When it comes to pharmaceutical manufacturing, quality control is always a top priority. Ingredients have to be mixed in the right proportions and packaged accurately down to the last milligram. This means manufacturing must have minimal exposure to human error, which explains why production entirely depends on automated motion solutions.

Pharmaceutical manufacturing can be divided into major stages – formulating or synthesizing the product, ensuring the proper dosage, packaging, labeling, and shipping. Quality control is enforced throughout all stages to ensure product effectiveness, protect consumer safety by avoiding over-dosage, and also make the product highly marketable for more profitability.

Formulating the Product

While determining a product’s formula and ingredients is done manually, actually creating formulations on a large scale basis is almost impossible without automation. Unfortunately, the larger the product batch, the higher the risk of wrong formulation due to human error, which is why quality control has to be done as early as the mixing process.

Pre-programmed sensors ensure the right ingredient proportions, while powerful motion solutions mix the substances and prepare them for the next stage. Each batch has to be exactly the same as the previous one and have to be tested after formulation before being divided into more consumable amounts.

Creating Consumable Amounts

Since proper dosage is important, products have to be properly measured before being put into bottles or blister packs. This means consumers expect to get the exact amount of dosage when they buy medicine. Being short a few milligrams can lead to a big discrepancy in dosage, especially for products meant for long-term medication.

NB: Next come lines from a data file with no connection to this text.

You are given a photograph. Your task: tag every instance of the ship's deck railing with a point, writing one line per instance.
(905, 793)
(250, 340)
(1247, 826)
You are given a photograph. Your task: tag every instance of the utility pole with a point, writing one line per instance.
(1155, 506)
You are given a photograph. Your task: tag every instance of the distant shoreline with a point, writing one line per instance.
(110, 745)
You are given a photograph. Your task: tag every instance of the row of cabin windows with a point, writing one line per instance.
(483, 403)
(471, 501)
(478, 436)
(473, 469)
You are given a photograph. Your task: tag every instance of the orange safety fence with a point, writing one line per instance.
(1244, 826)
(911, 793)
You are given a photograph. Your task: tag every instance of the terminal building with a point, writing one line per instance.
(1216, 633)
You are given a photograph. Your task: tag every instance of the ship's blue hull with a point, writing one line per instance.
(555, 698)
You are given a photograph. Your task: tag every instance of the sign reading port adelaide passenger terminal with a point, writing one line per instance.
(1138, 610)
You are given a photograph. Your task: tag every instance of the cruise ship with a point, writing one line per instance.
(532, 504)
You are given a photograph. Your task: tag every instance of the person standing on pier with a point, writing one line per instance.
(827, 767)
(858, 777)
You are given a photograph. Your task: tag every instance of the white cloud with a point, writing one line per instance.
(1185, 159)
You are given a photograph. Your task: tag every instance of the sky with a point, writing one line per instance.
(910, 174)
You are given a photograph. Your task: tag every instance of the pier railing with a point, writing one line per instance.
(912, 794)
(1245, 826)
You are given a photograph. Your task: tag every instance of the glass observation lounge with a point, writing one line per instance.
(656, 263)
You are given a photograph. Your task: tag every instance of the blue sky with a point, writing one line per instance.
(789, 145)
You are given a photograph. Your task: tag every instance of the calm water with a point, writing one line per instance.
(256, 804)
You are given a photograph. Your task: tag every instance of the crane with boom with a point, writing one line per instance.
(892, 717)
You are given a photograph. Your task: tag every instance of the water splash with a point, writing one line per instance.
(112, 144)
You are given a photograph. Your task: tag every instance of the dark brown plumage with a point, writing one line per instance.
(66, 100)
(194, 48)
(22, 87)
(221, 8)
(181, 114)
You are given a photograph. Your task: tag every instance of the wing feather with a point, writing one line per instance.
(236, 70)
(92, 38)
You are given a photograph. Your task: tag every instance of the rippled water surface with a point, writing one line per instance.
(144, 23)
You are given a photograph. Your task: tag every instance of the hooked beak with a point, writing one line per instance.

To minimize waste and ensure dosage accuracy, filling valves have to be brought into proper position by line drives, actuators, and very accurate translation stages. Motor-controlled valves are used to limit the amount of liquid that flows into each bottle. For pills and capsules, automated cutting presses compact or chop down the pills to the ideal shape, while weight sensors detect if pills are of the right size and weight.

Packaging

Contamination can be a huge problem for poorly-packaged medicine, which explains the demand for hygienic packaging solutions. Bottles are sterilized prior to filling and sealed by specialized bottling systems. To reduce contamination due to constant handling and speed up the packaging process, bottles are moved via a conveyor belt with minimal human interference.

For solid products such as tablets and capsules, the products are carefully aligned by channeled conveyor belts ready for sealing. The blister packs themselves have to be embossed and glued together by a machine to make sure they form an airtight seal. There is no room for error; a poorly-sealed blister pack may mean having to repackage an entire batch.

Labeling and Shipping

Because different products come in very similar packaging, labels must be distinct to protect consumers from taking the wrong medication. Demand for quality products also extends to the quality of labeling, which means each label has to be perfectly aligned, ensuring that the medication’s name, their batch numbers, and their expiration dates are clearly seen. To make this possible, labeling machines may use laser or infrared technology to ensure proper label placement.

To help speed up the shipping process, products are transferred in batches, ready to be placed in carton boxes. Ensuring the quality of the box and foam is rarely an issue, but it is still crucial in making sure the products get to the pharmacy or retail outlets without getting damaged along the way.

Just a brief look at the manufacturing process is more than enough to see the value of ensuring quality control in pharmaceutical manufacturing industry. Quality made products lead to better results and customer satisfaction, which in turn develops brand loyalty and a boost in the manufacturer’s profitability. To sum it all up: making good medicine is good business.